Unlock your Tableau data sources for the rest of your stack
Move your Tableau math into Snowflake. Serve it everywhere.
In the last post, we wired Sigma directly to Tableau's VizQL Data Service. One click in a Sigma workbook, the math runs in Tableau, both surfaces show the same numbers. It works, it's the right shape for ad hoc lookups, and it's what we'd recommend for action-time enrichment.
But it's not the right shape for production reporting. Every Sigma viewer triggers a fresh VDS call. Workbook open time is bounded by VDS response time. Failures cascade into the user-facing workbook as broken visuals. And the 100-queries-per-hour-per-Creator cap on VDS quietly becomes the ceiling on how many viewers your workbook can serve.
This post covers the durable version of the same idea. Snowflake calls VDS on a schedule, lands the rows in a table, and exposes a view. Sigma reads the view. Same Tableau-canonical numbers. None of the runtime fragility.
The arc here is also bigger than Sigma. Once your Tableau math is sitting in Snowflake, Sigma is just one of the things that can read it. dbt models can build on it. Reverse ETL can push it back to Salesforce. ML pipelines can feature-engineer against it. Any other BI tool, any notebook, any embedded analytics layer, anything you build next year, all of it gets the same numbers without anyone having to recreate the calc logic. That's the broader thing this pattern unlocks, and it's why we think the Snowflake path matters even for organizations that don't use Sigma.
The problem this actually solves
The narrow problem we set up in the first post is metric drift across tools. Profit ratio is 14.97% in Tableau and 14.91% in Sigma because filters, joins, and rounding rules drifted as the metric got recreated in a second tool. That problem doesn't go away just because the calc lives in Snowflake. It goes away because the calc still lives in Tableau and Snowflake is just storing the result.
The wider problem is that Tableau data sources tend to become locked rooms. Years of careful work goes into getting them right. Filters defined correctly. Calculations that reflect actual business logic. Joins that account for the awkward edge cases nobody documented. And then all of that value sits inside Tableau, accessible only to Tableau Desktop users, only inside Tableau workbooks, only at viewer-action time.
When the inevitable next tool shows up (a Sigma migration, a dbt rebuild, a CRM integration that needs the same canonical numbers), teams either rebuild the logic from scratch and accept that the numbers will drift, or they rebuild it carefully and accept that it'll drift on the next change. There's no good third option without something like this pattern.

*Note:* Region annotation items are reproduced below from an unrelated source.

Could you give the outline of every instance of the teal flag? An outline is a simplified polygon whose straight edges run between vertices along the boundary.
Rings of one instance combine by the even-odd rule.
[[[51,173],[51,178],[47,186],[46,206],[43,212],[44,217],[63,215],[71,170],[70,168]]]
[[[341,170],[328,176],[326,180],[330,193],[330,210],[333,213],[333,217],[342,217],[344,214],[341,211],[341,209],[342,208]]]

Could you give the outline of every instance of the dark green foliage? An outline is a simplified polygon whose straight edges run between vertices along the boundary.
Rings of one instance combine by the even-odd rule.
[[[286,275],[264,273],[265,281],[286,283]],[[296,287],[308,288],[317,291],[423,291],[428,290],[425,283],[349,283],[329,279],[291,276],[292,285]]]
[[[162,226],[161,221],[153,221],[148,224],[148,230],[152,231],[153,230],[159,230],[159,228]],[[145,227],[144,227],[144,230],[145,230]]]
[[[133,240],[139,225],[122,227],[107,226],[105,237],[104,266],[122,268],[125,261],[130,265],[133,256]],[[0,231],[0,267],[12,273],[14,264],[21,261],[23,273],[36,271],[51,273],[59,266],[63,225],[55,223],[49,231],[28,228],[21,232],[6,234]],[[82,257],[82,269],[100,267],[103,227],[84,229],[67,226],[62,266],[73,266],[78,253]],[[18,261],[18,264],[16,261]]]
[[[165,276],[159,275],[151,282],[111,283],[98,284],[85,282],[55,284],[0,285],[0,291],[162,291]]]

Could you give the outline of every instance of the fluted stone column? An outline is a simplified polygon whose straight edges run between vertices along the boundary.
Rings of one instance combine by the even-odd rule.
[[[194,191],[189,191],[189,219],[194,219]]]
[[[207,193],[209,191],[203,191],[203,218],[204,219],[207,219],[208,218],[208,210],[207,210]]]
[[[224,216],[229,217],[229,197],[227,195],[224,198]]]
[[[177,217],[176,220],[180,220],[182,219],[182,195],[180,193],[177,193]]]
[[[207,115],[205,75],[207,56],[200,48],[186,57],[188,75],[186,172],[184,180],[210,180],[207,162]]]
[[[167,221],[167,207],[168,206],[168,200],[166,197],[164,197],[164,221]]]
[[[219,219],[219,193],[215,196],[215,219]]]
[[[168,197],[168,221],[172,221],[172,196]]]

VDS plus Snowflake gives you the third option. Tableau stays the source of truth for the math. Snowflake becomes the distribution layer. Anything that talks to Snowflake gets the right answer.
What this gets you
A few specific things, in rough order of how often we see them matter:
Decoupling viewer experience from Tableau availability. When the Snowflake task fails, your Sigma workbook serves yesterday's numbers with a stale-as-of timestamp. When VDS-at-runtime fails, your workbook is broken and your users file tickets. Stale data with a known timestamp is almost always better than a red error icon.
Throughput. One VDS call per refresh instead of one per viewer. The 100/hour rate limit stops being a ceiling on dashboard adoption. If you have 200 people opening a Sigma workbook between 9 and 10 AM, you don't make 200 VDS calls; you make zero, because the data was refreshed at 4 AM.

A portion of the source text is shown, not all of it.